Bagdad. AFP. El Gobierno iraquí trataba ayer de rebajar las tensiones provocadas por la muerte de 70 personas en un ataque a una mezquita, pero los atentados continuaron, con al menos 21 muertos en la ciudad de Kirkuk.

Estados Unidos, que ayuda a Irak en su lucha contra los yihadistas, aseguró por su lado que está estudiando diversas opciones para responder a la decapitación del periodista James Foley , cuya ejecución filmada conmocionó a la opinión pública mundial.
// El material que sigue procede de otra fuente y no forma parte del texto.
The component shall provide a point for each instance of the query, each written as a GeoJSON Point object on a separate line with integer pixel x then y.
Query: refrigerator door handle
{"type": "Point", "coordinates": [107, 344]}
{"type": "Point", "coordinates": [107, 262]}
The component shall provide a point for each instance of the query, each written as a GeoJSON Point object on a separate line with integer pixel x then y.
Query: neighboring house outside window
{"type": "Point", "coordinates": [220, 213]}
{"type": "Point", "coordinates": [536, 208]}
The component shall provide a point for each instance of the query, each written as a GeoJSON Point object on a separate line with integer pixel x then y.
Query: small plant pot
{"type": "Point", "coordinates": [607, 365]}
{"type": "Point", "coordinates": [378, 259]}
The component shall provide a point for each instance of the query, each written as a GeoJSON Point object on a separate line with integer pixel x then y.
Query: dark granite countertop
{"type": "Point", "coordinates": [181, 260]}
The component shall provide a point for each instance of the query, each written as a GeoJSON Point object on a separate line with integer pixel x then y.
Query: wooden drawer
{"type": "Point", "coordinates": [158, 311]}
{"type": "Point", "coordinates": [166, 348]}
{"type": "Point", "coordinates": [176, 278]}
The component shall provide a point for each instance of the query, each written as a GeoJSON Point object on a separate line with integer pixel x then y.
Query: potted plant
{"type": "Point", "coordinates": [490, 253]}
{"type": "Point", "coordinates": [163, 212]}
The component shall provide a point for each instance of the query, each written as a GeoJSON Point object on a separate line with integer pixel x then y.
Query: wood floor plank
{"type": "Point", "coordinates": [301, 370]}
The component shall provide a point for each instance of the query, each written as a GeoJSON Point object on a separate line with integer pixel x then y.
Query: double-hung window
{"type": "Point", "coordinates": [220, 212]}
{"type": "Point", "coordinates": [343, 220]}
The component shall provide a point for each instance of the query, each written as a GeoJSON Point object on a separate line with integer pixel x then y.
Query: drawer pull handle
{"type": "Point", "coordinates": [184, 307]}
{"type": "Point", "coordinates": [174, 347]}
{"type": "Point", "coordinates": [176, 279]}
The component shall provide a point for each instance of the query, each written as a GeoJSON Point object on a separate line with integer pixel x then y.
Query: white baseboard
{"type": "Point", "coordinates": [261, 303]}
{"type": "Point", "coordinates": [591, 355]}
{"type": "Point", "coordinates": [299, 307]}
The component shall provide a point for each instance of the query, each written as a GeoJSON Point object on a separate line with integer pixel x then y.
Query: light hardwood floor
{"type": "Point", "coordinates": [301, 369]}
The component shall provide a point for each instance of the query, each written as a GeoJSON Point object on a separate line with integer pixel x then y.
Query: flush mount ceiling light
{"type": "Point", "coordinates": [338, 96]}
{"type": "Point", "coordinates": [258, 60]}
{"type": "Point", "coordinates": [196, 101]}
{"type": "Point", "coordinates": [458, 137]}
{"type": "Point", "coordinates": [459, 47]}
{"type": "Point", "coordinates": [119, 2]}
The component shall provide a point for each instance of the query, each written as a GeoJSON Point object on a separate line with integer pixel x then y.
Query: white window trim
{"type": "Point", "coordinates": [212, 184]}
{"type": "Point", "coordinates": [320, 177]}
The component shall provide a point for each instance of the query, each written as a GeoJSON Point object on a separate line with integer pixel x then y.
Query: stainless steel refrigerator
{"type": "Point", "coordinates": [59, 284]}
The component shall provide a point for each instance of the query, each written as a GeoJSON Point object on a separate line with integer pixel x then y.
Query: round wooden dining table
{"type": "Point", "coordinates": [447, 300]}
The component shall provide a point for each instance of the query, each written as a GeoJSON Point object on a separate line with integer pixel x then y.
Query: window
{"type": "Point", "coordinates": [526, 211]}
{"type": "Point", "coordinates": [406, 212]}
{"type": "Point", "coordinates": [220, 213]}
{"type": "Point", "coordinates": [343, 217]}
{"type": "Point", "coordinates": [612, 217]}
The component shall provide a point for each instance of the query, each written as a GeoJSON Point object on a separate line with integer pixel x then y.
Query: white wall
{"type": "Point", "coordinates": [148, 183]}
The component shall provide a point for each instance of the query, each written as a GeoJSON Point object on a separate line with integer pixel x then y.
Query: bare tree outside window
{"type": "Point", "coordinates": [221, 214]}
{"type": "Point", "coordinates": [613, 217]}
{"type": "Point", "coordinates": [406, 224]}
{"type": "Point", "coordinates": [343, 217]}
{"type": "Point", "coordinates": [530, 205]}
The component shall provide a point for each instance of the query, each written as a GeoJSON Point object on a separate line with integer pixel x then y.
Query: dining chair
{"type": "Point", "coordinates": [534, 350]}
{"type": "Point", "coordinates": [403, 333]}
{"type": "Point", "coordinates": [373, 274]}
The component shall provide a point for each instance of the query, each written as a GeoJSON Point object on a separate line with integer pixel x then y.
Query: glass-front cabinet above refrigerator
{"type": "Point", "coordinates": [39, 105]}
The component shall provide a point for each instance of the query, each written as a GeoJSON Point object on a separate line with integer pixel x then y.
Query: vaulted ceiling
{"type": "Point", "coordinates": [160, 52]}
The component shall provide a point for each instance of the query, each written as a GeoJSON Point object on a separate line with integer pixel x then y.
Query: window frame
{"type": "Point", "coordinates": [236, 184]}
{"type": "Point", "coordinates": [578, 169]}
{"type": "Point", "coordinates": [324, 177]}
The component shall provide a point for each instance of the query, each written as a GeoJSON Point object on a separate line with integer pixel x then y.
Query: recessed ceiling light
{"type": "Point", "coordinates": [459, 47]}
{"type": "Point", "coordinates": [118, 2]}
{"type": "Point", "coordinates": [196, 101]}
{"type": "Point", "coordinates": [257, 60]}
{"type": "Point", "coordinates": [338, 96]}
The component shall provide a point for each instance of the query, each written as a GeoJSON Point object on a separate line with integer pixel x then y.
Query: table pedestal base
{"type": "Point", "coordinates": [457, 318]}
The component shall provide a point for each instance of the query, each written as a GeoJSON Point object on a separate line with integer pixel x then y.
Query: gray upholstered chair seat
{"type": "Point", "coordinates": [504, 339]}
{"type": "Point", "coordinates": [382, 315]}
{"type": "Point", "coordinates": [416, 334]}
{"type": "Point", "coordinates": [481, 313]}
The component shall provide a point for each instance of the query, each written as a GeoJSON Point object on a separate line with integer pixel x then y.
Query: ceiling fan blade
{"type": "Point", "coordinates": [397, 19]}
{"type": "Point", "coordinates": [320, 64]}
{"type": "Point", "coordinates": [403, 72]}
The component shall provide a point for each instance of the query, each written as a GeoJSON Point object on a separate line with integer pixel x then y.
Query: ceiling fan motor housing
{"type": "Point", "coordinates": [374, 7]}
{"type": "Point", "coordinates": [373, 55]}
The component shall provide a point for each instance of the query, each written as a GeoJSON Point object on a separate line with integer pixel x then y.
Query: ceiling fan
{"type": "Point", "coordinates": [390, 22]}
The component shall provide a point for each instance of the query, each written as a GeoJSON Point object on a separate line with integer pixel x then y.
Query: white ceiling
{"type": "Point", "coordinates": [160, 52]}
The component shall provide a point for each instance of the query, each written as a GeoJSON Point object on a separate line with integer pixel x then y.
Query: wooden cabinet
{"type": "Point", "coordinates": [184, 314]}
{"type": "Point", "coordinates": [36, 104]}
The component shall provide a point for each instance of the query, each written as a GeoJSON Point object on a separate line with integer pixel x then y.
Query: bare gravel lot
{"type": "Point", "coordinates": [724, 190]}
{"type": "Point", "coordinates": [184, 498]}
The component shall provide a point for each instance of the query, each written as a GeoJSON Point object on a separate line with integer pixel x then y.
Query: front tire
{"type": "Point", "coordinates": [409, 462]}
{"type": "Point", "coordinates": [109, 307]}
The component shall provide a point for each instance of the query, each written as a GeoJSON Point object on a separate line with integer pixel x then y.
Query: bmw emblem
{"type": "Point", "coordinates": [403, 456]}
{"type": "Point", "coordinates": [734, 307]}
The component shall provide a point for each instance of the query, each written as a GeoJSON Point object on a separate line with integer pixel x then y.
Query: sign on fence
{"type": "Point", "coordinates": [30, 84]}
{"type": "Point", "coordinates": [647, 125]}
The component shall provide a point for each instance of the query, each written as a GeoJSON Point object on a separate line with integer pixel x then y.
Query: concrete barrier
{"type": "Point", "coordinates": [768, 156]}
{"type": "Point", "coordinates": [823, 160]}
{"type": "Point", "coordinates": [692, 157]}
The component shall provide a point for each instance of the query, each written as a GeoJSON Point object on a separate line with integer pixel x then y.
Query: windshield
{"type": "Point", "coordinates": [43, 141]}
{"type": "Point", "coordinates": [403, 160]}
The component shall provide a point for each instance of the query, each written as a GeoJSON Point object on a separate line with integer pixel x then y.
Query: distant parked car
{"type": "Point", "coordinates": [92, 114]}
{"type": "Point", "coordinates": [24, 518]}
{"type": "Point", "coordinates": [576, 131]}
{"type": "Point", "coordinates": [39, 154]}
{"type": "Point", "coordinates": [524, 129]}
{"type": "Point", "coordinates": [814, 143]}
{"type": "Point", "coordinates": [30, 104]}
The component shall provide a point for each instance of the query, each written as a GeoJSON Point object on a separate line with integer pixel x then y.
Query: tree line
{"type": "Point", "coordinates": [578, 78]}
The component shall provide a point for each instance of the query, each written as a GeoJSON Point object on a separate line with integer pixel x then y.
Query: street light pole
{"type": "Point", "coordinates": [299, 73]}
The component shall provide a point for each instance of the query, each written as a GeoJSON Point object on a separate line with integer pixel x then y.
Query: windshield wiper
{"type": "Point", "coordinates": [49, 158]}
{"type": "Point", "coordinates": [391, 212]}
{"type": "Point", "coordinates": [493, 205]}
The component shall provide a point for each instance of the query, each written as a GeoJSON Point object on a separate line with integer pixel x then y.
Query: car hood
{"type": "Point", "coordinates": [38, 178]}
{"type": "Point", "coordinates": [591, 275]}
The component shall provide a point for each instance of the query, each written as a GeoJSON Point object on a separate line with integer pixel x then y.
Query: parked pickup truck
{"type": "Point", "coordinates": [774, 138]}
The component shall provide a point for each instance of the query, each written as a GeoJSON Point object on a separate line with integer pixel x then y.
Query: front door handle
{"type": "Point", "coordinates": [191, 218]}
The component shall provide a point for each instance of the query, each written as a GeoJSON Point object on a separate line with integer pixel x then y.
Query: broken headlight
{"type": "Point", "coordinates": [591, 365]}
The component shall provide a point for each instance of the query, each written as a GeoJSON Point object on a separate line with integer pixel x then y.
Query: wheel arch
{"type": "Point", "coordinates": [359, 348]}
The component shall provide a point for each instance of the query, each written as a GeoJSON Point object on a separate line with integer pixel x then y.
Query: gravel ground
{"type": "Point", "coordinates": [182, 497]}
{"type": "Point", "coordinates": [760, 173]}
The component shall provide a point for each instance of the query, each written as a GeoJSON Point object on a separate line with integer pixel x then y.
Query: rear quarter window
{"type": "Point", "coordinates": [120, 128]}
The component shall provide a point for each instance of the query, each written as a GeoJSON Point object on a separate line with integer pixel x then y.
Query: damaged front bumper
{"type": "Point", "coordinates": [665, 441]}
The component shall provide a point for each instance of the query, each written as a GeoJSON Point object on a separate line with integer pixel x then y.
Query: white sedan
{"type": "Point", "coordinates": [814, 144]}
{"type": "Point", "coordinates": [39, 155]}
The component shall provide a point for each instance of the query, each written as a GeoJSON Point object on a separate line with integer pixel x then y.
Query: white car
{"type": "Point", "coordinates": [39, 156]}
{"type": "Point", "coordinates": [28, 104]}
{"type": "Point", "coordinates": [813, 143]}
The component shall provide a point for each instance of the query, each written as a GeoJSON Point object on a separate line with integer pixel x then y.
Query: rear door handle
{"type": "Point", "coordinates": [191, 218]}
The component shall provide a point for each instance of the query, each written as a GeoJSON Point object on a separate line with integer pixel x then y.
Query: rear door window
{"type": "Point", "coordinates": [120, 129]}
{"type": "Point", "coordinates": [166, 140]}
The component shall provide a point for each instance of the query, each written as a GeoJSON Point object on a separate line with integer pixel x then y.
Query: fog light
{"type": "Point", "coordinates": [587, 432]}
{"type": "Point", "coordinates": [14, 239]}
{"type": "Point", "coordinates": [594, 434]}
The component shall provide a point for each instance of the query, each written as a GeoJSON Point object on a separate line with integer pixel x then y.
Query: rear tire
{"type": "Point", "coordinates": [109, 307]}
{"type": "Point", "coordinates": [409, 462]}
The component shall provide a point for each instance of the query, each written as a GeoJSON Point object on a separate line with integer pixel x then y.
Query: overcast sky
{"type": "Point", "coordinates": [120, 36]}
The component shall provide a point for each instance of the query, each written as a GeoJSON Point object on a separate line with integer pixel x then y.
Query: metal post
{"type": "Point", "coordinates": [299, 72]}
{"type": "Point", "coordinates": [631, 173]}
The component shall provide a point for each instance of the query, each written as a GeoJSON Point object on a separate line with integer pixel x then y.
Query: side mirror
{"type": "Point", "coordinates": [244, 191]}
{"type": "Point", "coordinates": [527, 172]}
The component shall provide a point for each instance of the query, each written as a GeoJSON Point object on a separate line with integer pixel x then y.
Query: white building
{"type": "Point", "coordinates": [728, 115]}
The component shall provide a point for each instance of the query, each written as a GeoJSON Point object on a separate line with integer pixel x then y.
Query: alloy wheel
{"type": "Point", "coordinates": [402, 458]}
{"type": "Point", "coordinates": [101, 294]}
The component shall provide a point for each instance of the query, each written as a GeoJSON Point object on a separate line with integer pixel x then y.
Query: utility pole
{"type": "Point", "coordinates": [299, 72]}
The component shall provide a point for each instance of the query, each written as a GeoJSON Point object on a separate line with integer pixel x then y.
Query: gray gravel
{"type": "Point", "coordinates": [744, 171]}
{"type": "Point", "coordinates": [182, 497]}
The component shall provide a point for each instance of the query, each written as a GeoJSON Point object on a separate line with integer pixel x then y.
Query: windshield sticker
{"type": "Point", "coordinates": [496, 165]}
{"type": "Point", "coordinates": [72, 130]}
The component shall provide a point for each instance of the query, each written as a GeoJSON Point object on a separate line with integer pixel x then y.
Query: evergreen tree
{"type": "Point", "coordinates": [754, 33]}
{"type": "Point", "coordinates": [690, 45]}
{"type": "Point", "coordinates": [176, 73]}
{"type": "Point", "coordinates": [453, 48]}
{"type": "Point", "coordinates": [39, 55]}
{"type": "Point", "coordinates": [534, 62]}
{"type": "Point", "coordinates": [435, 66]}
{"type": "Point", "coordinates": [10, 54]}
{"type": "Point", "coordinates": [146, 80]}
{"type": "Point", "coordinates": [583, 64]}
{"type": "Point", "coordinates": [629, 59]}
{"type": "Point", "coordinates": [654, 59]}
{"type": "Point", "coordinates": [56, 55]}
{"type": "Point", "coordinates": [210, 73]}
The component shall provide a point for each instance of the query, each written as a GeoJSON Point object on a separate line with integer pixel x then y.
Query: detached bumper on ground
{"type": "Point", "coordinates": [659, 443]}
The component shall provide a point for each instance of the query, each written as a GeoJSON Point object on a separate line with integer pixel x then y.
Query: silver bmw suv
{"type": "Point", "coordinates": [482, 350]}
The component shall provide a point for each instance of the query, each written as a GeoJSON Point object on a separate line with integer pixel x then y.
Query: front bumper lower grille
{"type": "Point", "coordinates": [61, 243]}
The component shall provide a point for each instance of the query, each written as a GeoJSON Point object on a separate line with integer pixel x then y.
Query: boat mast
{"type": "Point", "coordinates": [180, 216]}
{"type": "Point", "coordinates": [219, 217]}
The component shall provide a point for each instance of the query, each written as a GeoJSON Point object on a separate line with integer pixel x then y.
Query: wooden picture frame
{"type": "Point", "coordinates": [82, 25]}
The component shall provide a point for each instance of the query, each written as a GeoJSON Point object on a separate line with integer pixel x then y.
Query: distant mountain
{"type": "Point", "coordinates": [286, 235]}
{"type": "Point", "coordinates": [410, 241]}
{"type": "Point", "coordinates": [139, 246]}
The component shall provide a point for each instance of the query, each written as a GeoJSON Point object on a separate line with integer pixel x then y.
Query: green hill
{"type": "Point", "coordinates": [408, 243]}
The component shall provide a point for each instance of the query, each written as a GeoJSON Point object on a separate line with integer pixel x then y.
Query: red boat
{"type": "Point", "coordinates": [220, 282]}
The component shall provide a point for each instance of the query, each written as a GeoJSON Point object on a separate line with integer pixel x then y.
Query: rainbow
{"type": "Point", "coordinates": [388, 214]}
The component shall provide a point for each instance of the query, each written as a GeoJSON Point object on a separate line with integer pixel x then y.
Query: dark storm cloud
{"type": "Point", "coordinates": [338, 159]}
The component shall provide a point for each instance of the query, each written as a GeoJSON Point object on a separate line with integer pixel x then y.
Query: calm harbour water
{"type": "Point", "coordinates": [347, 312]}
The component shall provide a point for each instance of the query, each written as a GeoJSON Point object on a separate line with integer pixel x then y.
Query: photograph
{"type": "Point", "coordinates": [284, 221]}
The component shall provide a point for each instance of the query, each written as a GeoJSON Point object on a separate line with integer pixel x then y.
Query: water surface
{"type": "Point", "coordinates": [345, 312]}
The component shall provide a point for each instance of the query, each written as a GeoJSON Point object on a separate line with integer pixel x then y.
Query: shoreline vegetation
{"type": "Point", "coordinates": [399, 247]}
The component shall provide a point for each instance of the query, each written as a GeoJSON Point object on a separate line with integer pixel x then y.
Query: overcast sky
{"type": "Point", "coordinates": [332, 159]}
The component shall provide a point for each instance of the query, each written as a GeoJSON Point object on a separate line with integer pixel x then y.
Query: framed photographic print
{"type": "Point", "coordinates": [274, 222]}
Una mujer sunita iraquí desplazada prepara su cena en Mosul. | AFP
Una mujer sunita iraquí desplazada prepara su cena en Mosul. | AFP

Al menos 21 personas murieron y 118 resultaron heridas este sábado al estallar de forma casi simultánea tres coches bomba en la norteña Kirkuk.

Dos de los tres coches bomba explotaron cerca de inmuebles en construcción utilizados por las fuerzas de seguridad como puestos de observación. El tercero estalló a la entrada de un mercado.

Atentados. Kirkuk pasó bajo control kurdo el 12 de junio, cuando las fuerzas gubernamentales iraquíes se retiraron ante el avance de los insurgentes del Estado Islámico (EI).

Un suicida hizo estallar un vehículo atiborrado de explosivos en las oficinas centrales del servicio iraquí de inteligencia, en pleno corazón de Bagdad, y mató a dos personas, según funcionarios.

Los ataques se producen tras el atentado contra una mezquita sunita el viernes, en la región de Hamrin, al noreste de Bagdad, con un balance de 70 personas muertas .

Este ataque podría disparar el descontento de la minoría sunita con el poder chiita, que a su vez necesita su cooperación en su combate contra el EI.